What do you see as the benefits of private training?
- Organization-specific focus
There is much more freedom to go “off-piste” on private courses, to dig deeper into areas that are specific to the organization, and to spend time on the topics that are most relevant to a team’s environment.
- Opportunity to customize course content
Private courses also enable us to tailor the course content to the needs of an organization. For example, those without the MIM Portal often ask for a custom course that only covers MIM Sync topics. And because the MIM Portal elements are excluded, there is enough time to cover all the MIM Sync topics from both the Foundation and Advanced courses in a single 5-day private class.
Another popular option is to combine our Microsoft Entra Connect deep-dive course with our Microsoft Entra ID course. Taking each course separately takes 7 days but, as there is some overlap between them, I can cover all the material in 5 days.
- Open discussions
Discussions about the organization’s implementations and questions about improvements and future planning can be completely open on a private course. And any thorny issues students have been wrestling with, either individually or as a team, usually emerge early in the teaching week. As a trainer, this makes each private course particularly interesting for me.
- Team-building and collaboration
Typically there’s a lot more discussion between students on private courses and it’s very rewarding to see team members sharing ideas, and learning from each other – as well as from me!
Our MIM Foundation public course covers workflows with examples of how they can be used to run PowerShell scripts, create user objects, or create and populate groups, but on a private course, I am often asked to elaborate and demonstrate how workflows can be built to handle the organization’s specific process requirements.
We can also delve into specific course elements, for example in one MIM Advanced private class, the organization didn’t want to use MIM reporting (which is covered in the course) so we used the time to review how the data could be fed into their system of choice, Splunk.
For one IT team taking a private MIM Expert course, we went beyond the course content to look at group synchronization. The training comprehensively covers syncing groups and members from the MIM Portal to AD – but this particular customer wanted to sync groups from AD to the MIM Portal, to manage membership of existing groups. The fact that it was a private training session meant we could spend time together setting this up in the classroom so that I could demonstrate the process in context rather than just discussing it.

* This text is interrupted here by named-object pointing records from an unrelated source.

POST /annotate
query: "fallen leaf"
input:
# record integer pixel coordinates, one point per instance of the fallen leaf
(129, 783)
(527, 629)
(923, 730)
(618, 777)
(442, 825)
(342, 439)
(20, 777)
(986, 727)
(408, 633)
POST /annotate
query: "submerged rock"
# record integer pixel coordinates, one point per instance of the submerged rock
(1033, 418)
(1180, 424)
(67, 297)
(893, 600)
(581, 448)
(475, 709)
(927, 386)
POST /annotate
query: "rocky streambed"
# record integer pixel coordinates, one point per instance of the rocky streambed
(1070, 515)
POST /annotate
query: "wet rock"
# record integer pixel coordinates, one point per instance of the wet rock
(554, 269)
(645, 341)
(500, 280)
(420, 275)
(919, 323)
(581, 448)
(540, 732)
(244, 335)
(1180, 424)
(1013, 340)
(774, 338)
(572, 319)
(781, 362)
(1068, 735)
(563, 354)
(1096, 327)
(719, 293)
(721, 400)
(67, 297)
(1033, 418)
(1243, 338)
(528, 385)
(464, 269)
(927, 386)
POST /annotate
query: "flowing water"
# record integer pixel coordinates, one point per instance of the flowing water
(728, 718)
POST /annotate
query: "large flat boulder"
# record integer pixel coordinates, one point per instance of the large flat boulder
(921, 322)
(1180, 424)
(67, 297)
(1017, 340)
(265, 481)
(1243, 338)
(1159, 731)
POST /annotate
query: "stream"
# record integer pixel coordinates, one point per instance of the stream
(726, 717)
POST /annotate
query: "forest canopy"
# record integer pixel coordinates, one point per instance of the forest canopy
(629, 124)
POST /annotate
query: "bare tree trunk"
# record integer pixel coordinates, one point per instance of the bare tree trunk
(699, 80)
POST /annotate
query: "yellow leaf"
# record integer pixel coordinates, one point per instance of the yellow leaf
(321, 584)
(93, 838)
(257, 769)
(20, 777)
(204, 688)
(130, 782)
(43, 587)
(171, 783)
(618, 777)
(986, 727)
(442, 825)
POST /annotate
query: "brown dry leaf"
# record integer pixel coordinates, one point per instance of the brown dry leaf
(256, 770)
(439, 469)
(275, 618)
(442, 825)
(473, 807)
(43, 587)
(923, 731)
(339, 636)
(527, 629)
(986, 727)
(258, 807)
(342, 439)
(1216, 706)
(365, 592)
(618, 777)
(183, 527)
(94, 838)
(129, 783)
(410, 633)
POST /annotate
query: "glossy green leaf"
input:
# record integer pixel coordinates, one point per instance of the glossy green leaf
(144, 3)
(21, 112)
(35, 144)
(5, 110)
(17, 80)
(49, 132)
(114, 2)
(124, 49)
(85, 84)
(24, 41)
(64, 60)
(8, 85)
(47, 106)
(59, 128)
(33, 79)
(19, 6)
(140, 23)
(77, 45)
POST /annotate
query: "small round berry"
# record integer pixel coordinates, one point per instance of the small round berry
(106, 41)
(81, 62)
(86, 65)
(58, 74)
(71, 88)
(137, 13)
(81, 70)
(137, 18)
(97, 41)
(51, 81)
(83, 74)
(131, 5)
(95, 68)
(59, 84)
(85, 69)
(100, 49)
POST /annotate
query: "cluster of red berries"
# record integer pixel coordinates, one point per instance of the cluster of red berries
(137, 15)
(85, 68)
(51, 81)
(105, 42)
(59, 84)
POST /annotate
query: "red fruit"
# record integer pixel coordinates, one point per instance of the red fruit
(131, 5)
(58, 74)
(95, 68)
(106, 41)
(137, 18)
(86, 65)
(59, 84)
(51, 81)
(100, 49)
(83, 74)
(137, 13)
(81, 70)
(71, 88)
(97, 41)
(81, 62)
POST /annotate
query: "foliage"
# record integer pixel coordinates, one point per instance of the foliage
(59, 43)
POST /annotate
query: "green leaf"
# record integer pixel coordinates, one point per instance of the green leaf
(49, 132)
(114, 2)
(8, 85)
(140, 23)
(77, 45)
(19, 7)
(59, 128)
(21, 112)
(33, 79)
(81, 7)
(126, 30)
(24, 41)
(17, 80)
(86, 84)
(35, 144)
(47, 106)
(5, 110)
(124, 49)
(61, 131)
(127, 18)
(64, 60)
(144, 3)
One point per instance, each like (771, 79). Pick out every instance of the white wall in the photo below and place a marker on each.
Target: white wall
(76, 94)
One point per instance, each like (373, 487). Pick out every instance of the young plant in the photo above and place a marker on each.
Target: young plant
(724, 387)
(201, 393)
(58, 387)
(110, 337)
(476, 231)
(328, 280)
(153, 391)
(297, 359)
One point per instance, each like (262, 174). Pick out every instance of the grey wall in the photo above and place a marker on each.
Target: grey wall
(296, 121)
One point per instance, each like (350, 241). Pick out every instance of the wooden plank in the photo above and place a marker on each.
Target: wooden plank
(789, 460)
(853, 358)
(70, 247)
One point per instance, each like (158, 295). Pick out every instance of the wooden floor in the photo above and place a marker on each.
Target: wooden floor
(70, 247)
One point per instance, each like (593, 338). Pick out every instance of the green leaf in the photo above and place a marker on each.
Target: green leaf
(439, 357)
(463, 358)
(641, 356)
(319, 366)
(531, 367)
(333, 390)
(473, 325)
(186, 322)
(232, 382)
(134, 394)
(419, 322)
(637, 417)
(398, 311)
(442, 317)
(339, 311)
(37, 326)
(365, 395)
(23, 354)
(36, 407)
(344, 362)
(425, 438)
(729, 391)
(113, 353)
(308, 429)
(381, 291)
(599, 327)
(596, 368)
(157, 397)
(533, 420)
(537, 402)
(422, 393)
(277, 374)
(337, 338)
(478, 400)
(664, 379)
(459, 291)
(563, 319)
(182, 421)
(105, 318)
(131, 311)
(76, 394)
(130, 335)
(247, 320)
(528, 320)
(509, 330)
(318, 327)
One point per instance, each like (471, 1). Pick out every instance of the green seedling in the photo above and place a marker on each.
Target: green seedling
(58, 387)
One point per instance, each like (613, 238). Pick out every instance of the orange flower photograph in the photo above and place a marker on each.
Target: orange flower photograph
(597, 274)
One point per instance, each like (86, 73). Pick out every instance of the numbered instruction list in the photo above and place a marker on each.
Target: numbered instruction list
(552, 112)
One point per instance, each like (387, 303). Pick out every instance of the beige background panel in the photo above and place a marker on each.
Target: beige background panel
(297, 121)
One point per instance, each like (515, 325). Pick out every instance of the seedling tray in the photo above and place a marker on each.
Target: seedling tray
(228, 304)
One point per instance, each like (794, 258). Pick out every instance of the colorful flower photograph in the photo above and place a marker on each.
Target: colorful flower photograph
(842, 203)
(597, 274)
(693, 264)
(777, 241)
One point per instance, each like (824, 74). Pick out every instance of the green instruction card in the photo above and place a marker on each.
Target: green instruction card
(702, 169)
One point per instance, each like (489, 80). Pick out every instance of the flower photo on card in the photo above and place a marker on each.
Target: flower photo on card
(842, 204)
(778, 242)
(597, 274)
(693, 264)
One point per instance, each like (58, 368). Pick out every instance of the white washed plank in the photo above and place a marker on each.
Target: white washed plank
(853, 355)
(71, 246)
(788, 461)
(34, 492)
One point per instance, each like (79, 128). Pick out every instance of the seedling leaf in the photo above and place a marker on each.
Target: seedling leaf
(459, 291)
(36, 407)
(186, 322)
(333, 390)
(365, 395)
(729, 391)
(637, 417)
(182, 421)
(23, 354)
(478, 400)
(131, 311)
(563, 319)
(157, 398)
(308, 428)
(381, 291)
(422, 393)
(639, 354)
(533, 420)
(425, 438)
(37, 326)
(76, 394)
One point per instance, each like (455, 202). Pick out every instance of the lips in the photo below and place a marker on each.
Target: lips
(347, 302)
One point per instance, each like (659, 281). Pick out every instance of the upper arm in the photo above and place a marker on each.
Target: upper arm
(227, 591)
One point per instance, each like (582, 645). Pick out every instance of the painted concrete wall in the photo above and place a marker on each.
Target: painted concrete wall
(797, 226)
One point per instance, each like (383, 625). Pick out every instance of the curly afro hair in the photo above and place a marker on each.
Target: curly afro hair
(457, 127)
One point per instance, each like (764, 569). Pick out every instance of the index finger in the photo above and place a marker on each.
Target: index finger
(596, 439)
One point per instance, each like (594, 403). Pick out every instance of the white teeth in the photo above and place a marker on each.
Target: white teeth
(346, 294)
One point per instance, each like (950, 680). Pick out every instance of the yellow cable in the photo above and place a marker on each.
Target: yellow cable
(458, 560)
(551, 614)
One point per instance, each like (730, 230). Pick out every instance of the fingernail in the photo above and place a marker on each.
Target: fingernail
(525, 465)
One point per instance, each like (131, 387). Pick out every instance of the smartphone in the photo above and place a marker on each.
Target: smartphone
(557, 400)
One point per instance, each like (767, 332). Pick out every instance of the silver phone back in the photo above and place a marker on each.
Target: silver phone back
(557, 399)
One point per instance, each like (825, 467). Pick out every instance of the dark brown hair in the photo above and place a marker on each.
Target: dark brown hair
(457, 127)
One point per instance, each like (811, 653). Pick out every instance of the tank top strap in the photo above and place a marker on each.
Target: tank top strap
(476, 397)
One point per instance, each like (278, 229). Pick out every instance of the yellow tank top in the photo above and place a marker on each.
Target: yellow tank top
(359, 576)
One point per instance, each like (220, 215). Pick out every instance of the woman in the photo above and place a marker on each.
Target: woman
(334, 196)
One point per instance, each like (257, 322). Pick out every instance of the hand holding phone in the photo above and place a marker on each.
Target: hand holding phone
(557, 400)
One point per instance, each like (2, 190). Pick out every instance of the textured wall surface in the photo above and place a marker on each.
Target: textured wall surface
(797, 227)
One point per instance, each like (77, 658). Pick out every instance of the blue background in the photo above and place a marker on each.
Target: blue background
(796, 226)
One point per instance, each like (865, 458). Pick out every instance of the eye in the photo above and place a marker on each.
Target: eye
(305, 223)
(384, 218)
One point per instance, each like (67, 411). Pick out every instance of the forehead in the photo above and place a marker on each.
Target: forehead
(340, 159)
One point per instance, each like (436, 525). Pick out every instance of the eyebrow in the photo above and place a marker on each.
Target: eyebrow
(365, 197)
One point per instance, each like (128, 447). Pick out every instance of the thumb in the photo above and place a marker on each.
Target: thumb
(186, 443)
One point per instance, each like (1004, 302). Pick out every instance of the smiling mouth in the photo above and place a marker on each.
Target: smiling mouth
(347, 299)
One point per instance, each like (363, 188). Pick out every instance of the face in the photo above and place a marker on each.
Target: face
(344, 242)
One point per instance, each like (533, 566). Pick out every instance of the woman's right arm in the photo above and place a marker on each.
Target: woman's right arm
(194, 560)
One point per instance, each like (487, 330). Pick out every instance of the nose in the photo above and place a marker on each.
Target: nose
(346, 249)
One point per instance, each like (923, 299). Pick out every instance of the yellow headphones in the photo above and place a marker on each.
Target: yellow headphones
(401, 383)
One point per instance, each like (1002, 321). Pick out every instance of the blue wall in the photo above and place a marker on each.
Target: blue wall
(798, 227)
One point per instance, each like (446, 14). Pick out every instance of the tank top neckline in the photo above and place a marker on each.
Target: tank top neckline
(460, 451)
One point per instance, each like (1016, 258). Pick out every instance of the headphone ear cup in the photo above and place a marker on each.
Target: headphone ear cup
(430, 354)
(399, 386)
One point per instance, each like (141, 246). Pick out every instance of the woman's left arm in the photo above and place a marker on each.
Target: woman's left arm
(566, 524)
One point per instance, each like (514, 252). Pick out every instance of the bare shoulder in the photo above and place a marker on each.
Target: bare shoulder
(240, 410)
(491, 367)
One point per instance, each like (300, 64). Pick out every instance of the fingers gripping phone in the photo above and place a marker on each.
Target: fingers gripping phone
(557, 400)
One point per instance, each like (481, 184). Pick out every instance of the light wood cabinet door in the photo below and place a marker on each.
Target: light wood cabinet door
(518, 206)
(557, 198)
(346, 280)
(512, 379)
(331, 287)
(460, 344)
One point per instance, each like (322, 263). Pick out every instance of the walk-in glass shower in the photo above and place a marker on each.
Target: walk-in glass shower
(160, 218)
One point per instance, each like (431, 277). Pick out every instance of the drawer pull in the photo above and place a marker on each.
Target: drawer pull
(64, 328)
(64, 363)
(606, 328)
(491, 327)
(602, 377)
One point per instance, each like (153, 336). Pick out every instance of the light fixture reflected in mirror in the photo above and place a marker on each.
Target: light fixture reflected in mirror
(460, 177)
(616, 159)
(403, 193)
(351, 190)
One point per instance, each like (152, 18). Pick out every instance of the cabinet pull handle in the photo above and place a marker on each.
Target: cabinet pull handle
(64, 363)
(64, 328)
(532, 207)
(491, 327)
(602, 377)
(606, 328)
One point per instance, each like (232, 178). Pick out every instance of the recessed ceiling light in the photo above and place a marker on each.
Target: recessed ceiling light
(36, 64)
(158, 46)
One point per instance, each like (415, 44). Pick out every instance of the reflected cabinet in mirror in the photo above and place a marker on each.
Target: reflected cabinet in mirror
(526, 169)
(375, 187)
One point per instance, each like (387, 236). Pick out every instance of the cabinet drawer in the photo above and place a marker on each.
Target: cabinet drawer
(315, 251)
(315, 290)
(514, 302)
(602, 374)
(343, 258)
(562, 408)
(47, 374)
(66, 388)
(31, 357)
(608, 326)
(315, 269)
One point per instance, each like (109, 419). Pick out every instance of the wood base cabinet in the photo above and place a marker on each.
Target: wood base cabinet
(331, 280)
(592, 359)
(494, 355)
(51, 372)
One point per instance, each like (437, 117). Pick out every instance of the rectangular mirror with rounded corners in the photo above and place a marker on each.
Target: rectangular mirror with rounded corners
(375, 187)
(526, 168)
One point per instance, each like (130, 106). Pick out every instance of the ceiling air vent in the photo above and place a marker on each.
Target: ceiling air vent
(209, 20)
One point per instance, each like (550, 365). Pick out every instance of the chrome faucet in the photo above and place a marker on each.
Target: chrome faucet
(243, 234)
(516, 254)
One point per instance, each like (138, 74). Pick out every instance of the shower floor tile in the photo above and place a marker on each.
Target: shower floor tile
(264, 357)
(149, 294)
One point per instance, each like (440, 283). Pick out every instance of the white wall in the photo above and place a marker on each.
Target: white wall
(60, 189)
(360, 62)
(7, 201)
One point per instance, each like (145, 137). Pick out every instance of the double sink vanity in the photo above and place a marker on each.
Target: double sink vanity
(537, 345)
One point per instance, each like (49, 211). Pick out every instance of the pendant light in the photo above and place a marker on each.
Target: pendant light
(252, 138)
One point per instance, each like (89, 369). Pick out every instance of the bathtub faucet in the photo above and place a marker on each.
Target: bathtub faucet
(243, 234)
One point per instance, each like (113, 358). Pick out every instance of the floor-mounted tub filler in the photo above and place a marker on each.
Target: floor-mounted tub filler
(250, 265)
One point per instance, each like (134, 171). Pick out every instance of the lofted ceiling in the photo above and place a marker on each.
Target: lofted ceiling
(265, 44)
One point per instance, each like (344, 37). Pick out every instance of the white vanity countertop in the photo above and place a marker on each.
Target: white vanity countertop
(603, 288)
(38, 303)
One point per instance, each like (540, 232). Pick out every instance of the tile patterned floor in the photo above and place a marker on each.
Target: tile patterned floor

Often, when students share issues or problems, we have a good idea of where the problem might lie, and we can provide pointers on how to troubleshoot it while teaching the relevant topic. This happened on a private Microsoft Entra ID training course (formerly Azure AD) – they had a problem syncing device information to the cloud when they had created the on-cloud device object by using Autopilot. The course covers the Microsoft Entra Connect (Azure AD Connect) sync engine, and how it applies its rules to different object types, so we were able to take the time to investigate the rules for devices and identify what might be missing in their implementation. We were able to access their system, and together we quickly identified and remediated the issue. It’s a great feeling when you see what you’re teaching immediately being put to good use by the students!
Via Teams or in-person – which is better?
I enjoy teaching on-site courses very much – and I’ve been lucky enough to have done so in many parts of the world. But teaching via Teams has many advantages and, since 2020 it’s been the norm for both our public and private courses.
We run courses for many multinational companies whose team members are geographically widely spread. For example, I remember a private course with participants from the US, UK, and India!
The technology is now so good that it’s possible to replicate many of the benefits of in-person training – including informal chat, brainstorming, etc – and teaching via Teams is also more cost-effective. There are no travel and accommodation expenses – either for me or for students. And, if more than five students attend, the cost per student is less than for a public course.